I have multiple datasets of 1 second time resolution real data. This data will often have gaps in the time-series where the instrument dropped data, or when the instrument was turned off, resulting in a patchy (albeit still very useful) dataset. The resulting data might look like the following
Timestamp [timestamp] : datastream1 [double precision] : datastream2 [double precision] : etc
2011-01-01 00:00:01 153.256 1255.325
2011-01-01 00:00:02 152.954 1254.288
2011-01-01 00:00:03 151.738 1248.951
2011-01-01 00:00:04 150.015 1249.185
2011-01-01 00:10:08 179.132 1328.115
2011-01-01 00:10:09 178.051 1323.125
2011-01-01 00:10:10 180.870 1336.983
2011-01-04 09:19:02 152.198 1462.814
2011-01-04 09:19:03 158.014 1458.122
2011-01-04 09:19:04 156.070 1464.174
Please note: this data are generally continuous but will have random gaps which must be dealt with.

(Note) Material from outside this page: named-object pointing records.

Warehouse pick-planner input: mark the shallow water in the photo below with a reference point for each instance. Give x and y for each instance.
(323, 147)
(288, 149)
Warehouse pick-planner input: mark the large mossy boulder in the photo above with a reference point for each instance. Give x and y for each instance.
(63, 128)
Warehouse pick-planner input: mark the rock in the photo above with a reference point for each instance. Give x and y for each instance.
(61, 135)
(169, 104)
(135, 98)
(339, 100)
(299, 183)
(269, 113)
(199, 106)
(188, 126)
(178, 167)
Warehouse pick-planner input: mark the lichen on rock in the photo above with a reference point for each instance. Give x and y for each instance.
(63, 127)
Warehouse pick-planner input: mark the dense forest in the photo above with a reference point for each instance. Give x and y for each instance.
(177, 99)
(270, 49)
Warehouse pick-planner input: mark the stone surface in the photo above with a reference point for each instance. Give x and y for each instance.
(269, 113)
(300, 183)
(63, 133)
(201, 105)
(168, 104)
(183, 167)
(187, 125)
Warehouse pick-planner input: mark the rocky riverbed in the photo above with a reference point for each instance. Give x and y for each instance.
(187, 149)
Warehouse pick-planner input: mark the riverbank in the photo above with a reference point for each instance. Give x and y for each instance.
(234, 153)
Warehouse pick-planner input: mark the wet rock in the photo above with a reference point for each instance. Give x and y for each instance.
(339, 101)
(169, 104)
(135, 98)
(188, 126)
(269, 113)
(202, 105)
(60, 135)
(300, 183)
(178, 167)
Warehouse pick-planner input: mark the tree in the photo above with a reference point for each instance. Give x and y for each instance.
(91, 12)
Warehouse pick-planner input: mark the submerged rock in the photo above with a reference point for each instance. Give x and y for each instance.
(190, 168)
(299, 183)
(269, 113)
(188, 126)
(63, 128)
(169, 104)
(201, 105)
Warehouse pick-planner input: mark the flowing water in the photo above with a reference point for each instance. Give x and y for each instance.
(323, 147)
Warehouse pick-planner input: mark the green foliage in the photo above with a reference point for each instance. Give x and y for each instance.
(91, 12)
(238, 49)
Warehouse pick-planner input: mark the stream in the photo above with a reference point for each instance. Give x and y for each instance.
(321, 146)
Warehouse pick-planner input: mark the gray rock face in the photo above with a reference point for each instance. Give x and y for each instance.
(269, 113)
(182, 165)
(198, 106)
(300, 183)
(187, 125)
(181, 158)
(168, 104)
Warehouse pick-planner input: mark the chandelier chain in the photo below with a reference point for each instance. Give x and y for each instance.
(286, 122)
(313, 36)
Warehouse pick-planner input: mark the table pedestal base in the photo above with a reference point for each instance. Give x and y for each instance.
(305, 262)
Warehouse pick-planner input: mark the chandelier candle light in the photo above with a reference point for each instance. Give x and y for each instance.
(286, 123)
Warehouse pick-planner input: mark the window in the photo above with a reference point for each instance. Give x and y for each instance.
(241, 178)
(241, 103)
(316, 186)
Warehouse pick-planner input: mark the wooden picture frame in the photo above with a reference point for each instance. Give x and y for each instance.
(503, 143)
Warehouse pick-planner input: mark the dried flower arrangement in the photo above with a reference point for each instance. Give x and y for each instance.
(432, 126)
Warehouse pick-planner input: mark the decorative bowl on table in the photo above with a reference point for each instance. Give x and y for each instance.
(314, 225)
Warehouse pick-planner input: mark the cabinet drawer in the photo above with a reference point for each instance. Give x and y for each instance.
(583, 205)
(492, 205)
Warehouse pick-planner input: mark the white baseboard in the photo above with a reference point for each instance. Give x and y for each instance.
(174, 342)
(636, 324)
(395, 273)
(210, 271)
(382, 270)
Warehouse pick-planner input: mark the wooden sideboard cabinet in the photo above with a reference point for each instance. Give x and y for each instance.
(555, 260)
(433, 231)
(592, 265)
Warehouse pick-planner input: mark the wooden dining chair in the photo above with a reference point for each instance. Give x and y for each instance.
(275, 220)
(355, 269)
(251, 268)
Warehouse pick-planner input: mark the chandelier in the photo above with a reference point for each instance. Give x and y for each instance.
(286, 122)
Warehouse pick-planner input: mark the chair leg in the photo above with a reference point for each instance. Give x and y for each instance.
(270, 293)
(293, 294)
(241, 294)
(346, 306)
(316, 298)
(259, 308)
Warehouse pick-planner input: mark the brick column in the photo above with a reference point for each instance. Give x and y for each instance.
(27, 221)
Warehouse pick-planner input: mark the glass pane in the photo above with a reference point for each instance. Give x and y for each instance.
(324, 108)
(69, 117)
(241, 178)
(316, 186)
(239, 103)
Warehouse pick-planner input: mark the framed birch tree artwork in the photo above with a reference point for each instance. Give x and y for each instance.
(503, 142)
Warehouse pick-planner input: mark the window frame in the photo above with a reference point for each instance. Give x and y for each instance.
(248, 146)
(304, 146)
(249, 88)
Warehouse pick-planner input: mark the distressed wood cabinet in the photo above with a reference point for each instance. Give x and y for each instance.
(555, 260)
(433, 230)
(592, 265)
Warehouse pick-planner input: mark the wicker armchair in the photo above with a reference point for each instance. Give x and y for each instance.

I need to write code to take the average and stdev of a given time interval, "timeInt", that is able to deal with these gaps. For example, if I wanted a 10 min average of data, my required output would be:
Timestamp_10min : avg_data1 : med_data1 : count_data1
where avg_data1 would be the average of all the data points within a given 10 minute period, and count_data1 would be the number of points used in the calculation of that average (i.e. 600 if there was no missing data, 300 if every second point is missing, etc etc).
This code needs to work with any desired input interval (i.e. x minutes, y days, z weeks, months, years, etc).
Currently I am only able output minute averages using the following code.
CREATE OR REPLACE VIEW "DATATABLE_MIN" AS
SELECT MIN("DATATABLE"."Timestamp") AS "Timestamp_min",
avg("DATATABLE"."datastream1") AS "datastream1_avg_min",
stddev("DATATABLE"."datastream1") AS "datastream1_stdev_min",
count("DATATABLE"."datastream1") AS "datastream1_avg_min"
FROM "DATATABLE"
GROUP BY to_char("DATATABLE"."Timestamp",'YYYY-MM-DD HH24:MI'::text);
Thanks in advance for the help!
To group by 10 minutes, you can do this by using the "epoch":
SELECT MIN(dt."Timestamp") AS "Timestamp_min",
avg(dt."datastream1") AS "datastream1_avg_min",
stddev(dt."datastream1") AS "datastream1_stdev_min",
count(dt."datastream1") AS "datastream1_avg_min"
FROM "DATATABLE" dt
GROUP BY trunc(extract(epoch from dt."TimeStamp") / (60*10));
This is the number of seconds since a fixed time in the past. If you divide it by 600, you get the number of 10 minute intervals -- what you need for the aggregation.